LibZ.Jobs

A multithreaded job queue written in zig.

Features

Multithreaded job queue implementation.
Job stealing.
Lock free.

Installation

build.zig.zon:

.dependencies = .{
    .jobs = .{
        .url = "https://github.com/ricknijhuis/LibZ.Jobs/archive/main.tar.gz",
        // .hash
    },
}

build.zig:

const jobs_deb = b.dependency("jobs", .{
    .target = target,
    .optimize = optimize,
});
const jobs_mod = jobs_deb.module("libz_jobs"); 
// add the import to the module where you need it.
your_mod.addImport("threading", jobs_mod);

Usage/Examples

JobQueue: Simple usage

Here we have a basic sample of how the job queue can be used.

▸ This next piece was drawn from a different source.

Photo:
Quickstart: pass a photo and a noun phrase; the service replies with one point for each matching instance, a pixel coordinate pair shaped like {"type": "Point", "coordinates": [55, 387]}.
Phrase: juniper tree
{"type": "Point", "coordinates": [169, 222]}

    const testing = std.testing;
    const allocator = testing.allocator;

    // Defines the config for the jobs, available configs are:
    // - max_jobs_per_thread
    // - max_threads
    // - idle_sleep_ns
    const config: JobQueueConfig = .{
        .max_jobs_per_thread = 4,
    };
    // This preallocates the jobs per threads and the queues per thread
    var jobs = try JobQueue(config).init(allocator);
    // Don't forget to cleanup
    defer jobs.deinit();

    // Let's define a job, the job struct size can be at most 76 bytes, if more data is needed it
    // might be best to use a pointer to store to some allocated memory.
    const Job = struct {
        // this function is required. you can discard the parameter if not needed by using the _ syntax.
        pub fn exec(_: *@This()) void {
            std.debug.print("hello", .{});
        }
    };

    // Let's allocate our job, this is very fast as it uses a circular buffer pool to allocate
    // jobs from. Each thread has it's own pool so allocating can be done lock free.
    // Keep in mind that the 'max_jobs_per_thread' count is allocated per thread.
    // This will result in a memory footprint of:
    // 128(total job size) * max_jobs_per_thread * thread count
    const handle = jobs.allocate(Job{});

    // Now we schedule the job.
    // As soon as jobs.start is called it will be picked up by one of the threads.
    jobs.schedule(handle);

    // From this point onwards, any jobs scheduled will be picked up by one of the spawned threads.
    // You can pre-schedule some jobs and then call start but you can also call start first.
    // Is required to be called from the main thread.
    try jobs.start();

    // Here we make sure the job is completed until we continue,
    // while we are waiting this call might pickup other jobs so we do something useful while waiting.
    jobs.wait(handle);

    // Now we stop the threads from picking up other jobs. after this call we can join our threads.
    jobs.stop();

    // Here we call thread.join on all our threads,
    // if stop is not called it will block the calling thread indefinitely.
    // you can always call join though and call stop from another thread.
    // A nicer way to do this might be using something like:
    // defer jobs.join();
    // defer jobs.stop();
    jobs.join();

JobQueue: continueJobs.

This sample shows how jobs can have other jobs that will continue it's work, this allows to split certain tasks in more jobs than 1. The order of execution is defined by calling continueWith, here you basically say, once this job is done, continue with this job.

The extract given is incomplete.